Sandoval has hit a mere .242 in the American league thus far, and his on-base-percentage is under .300. He has not been spectacular defensively either, with 16 errors made in the field in just 129 games. The Red Sox should not be having issues at third-base, and Sandoval has under produced. He has been a disappointment so far, especially for a player who is still guaranteed some $40 million dollars.
Travis Shaw had potential in Boston. In his first full season in the big leagues, he showed promise in his somewhat limited role in Boston’s rotation of infielders. He hit 16 homers, 34 doubles and drove in 43 runs. Shaw only hit .242 last year, but what he did show was the capability to improve a clean swing that can drive balls to the pull side and gaps. Also, his ripe age of 26 made him even more appealing to me, personally.

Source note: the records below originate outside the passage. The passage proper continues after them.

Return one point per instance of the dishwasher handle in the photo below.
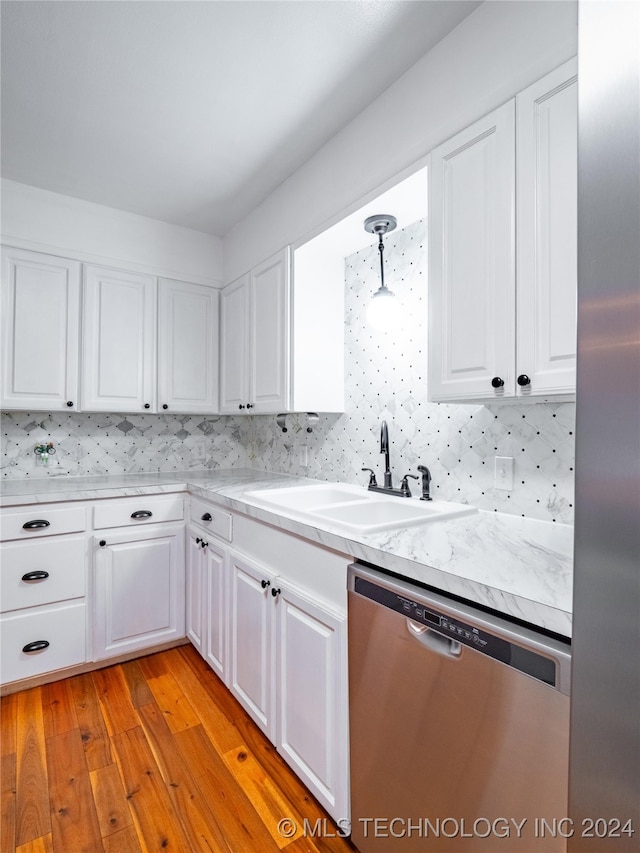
(430, 639)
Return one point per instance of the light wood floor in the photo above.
(150, 755)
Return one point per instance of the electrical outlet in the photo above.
(504, 473)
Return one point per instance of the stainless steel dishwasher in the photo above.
(459, 725)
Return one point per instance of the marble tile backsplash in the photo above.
(385, 380)
(88, 444)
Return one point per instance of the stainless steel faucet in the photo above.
(384, 448)
(403, 491)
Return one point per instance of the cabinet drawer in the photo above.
(63, 627)
(211, 518)
(41, 520)
(142, 510)
(42, 571)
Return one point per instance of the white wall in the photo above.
(49, 222)
(497, 51)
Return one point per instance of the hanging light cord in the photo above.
(381, 250)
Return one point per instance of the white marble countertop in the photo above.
(518, 566)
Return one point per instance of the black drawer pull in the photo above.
(38, 575)
(36, 646)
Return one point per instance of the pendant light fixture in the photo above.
(383, 310)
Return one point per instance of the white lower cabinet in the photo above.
(42, 639)
(43, 582)
(139, 588)
(310, 696)
(251, 640)
(288, 670)
(206, 599)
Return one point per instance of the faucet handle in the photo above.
(372, 476)
(426, 481)
(404, 485)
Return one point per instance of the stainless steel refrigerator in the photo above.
(604, 787)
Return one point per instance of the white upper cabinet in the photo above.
(119, 340)
(281, 337)
(472, 260)
(234, 347)
(254, 339)
(187, 348)
(547, 194)
(502, 324)
(40, 330)
(270, 293)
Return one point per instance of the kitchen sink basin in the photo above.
(355, 509)
(308, 497)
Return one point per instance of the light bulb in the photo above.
(383, 311)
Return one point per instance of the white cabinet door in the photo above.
(139, 589)
(234, 347)
(311, 696)
(251, 641)
(472, 261)
(216, 621)
(119, 335)
(270, 283)
(187, 347)
(547, 124)
(40, 329)
(195, 590)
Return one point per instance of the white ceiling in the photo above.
(193, 112)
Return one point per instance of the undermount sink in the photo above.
(354, 508)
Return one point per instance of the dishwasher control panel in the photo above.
(518, 657)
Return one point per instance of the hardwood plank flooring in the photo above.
(150, 755)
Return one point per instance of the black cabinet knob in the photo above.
(36, 646)
(37, 575)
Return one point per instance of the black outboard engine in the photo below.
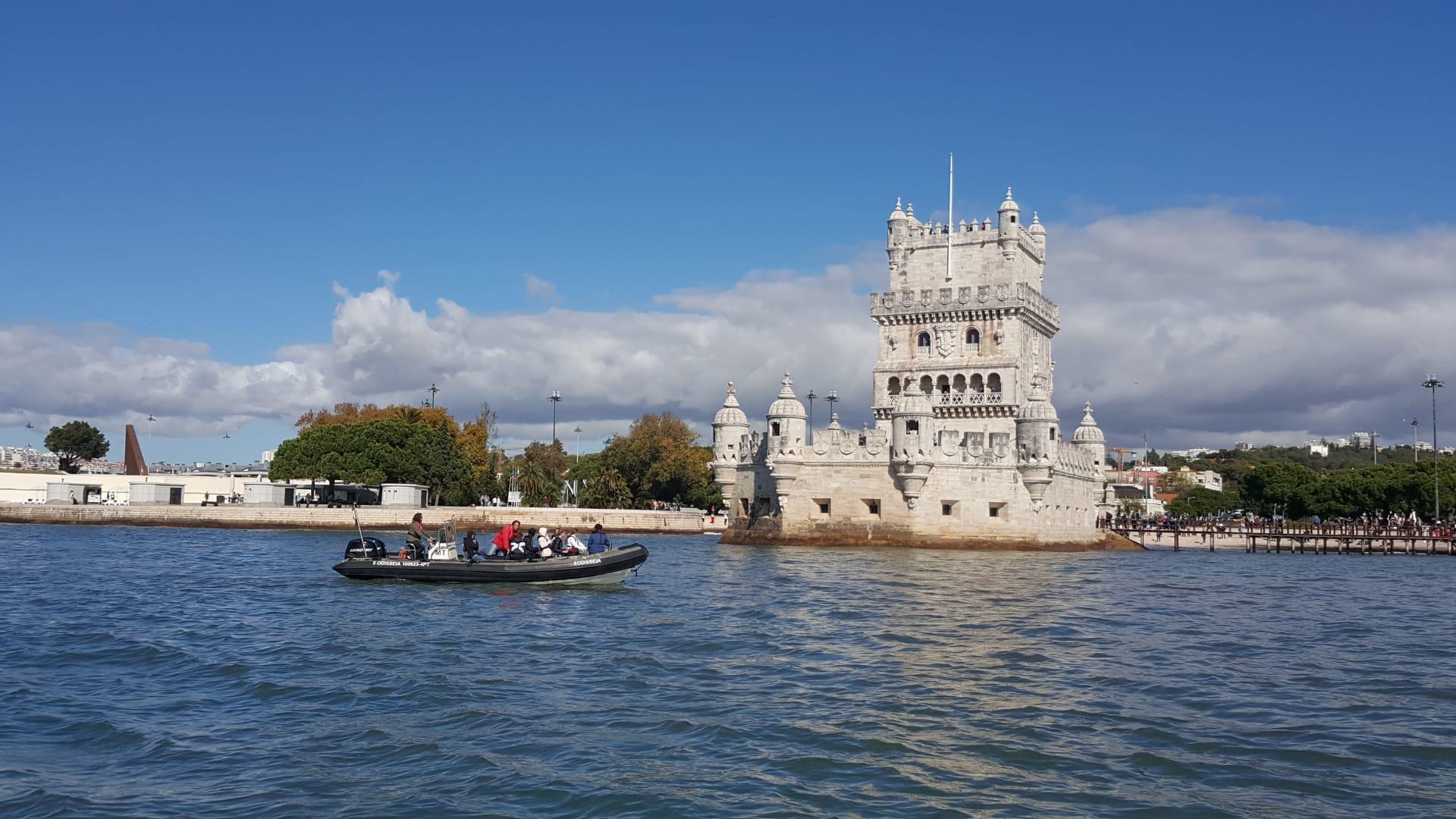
(366, 548)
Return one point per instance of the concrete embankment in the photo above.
(372, 518)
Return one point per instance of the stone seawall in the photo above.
(373, 518)
(766, 534)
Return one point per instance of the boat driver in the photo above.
(414, 538)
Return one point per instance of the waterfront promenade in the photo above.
(372, 518)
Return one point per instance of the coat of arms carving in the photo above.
(946, 340)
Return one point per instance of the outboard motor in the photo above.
(366, 548)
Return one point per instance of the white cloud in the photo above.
(1199, 325)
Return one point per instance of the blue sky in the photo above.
(207, 172)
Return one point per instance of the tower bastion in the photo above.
(965, 447)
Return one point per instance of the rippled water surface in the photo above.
(210, 672)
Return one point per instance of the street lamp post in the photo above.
(1432, 382)
(555, 400)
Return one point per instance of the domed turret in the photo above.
(788, 422)
(730, 426)
(1008, 215)
(1090, 439)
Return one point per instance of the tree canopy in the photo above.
(376, 452)
(74, 442)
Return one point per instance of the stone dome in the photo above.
(786, 406)
(1088, 430)
(731, 414)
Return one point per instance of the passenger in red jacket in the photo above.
(504, 537)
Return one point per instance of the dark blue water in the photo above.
(209, 672)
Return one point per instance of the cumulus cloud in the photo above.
(1197, 325)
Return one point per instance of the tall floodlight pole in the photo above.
(1432, 382)
(555, 400)
(949, 221)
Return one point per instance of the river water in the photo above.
(185, 672)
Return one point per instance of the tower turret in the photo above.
(730, 425)
(1088, 438)
(910, 430)
(1037, 439)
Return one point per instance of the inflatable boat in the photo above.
(367, 558)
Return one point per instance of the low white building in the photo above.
(146, 493)
(403, 494)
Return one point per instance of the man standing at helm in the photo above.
(416, 537)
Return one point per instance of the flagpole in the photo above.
(949, 222)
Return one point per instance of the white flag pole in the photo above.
(949, 222)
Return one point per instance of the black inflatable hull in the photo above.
(606, 567)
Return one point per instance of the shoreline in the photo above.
(372, 518)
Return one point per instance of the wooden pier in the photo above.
(1348, 539)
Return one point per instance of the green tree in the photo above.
(607, 490)
(660, 461)
(74, 442)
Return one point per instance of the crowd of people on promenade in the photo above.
(1379, 523)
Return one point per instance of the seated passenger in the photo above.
(501, 545)
(573, 545)
(598, 542)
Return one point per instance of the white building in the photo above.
(967, 447)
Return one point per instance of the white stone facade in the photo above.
(965, 447)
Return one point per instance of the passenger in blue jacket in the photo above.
(598, 541)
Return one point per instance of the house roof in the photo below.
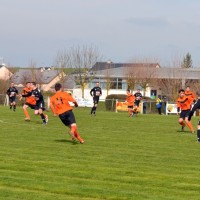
(148, 71)
(109, 65)
(24, 75)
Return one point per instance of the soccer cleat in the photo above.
(81, 141)
(46, 118)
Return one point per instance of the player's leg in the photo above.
(42, 116)
(189, 124)
(181, 122)
(27, 116)
(198, 131)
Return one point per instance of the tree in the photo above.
(187, 61)
(81, 60)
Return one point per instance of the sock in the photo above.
(43, 117)
(190, 126)
(182, 124)
(26, 113)
(75, 133)
(198, 135)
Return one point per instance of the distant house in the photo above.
(45, 78)
(114, 78)
(5, 73)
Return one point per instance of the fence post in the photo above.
(116, 105)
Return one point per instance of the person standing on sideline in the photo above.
(130, 99)
(12, 92)
(159, 105)
(144, 106)
(95, 93)
(29, 101)
(60, 106)
(195, 107)
(138, 97)
(190, 94)
(184, 104)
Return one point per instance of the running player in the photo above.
(195, 107)
(184, 104)
(95, 93)
(130, 99)
(29, 101)
(60, 106)
(39, 107)
(190, 94)
(12, 92)
(138, 97)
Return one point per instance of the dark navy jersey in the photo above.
(12, 91)
(96, 92)
(36, 94)
(138, 96)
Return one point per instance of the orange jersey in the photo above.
(190, 94)
(130, 98)
(59, 102)
(184, 103)
(31, 100)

Pablo Sandoval’s Role Moving Forward
Trading for Tyler Thornburg makes sense. We picked up a guy who has established himself as a dominant reliever in baseball for a player who may or may not have fit our system. Travis Shaw will now have a chance to flourish in Milwaukee, while Thornburg sets up Kimbrel in our bullpen. The Red Sox will now be forced to go ‘all-in’ on Pablo Sandoval because Shaw and Moncada are gone.
The numbers have not lied about Pablo Sandoval yet, as analysts have not projected him to be heavily productive at third base for this roster. Who knows what could happen? This is a guy who carried San Francisco on his back to a World Series title back in 2012. Watching him crush home-runs out of AT&T Park and seeing the pandamonium (yes, I went there) take place was an unbelievable experience for me, as a young baseball fan. Pablo Sandoval was the driving force of a World-Series-winning team just five years ago. It doesn’t sound like a risk at all when you put it that way, right?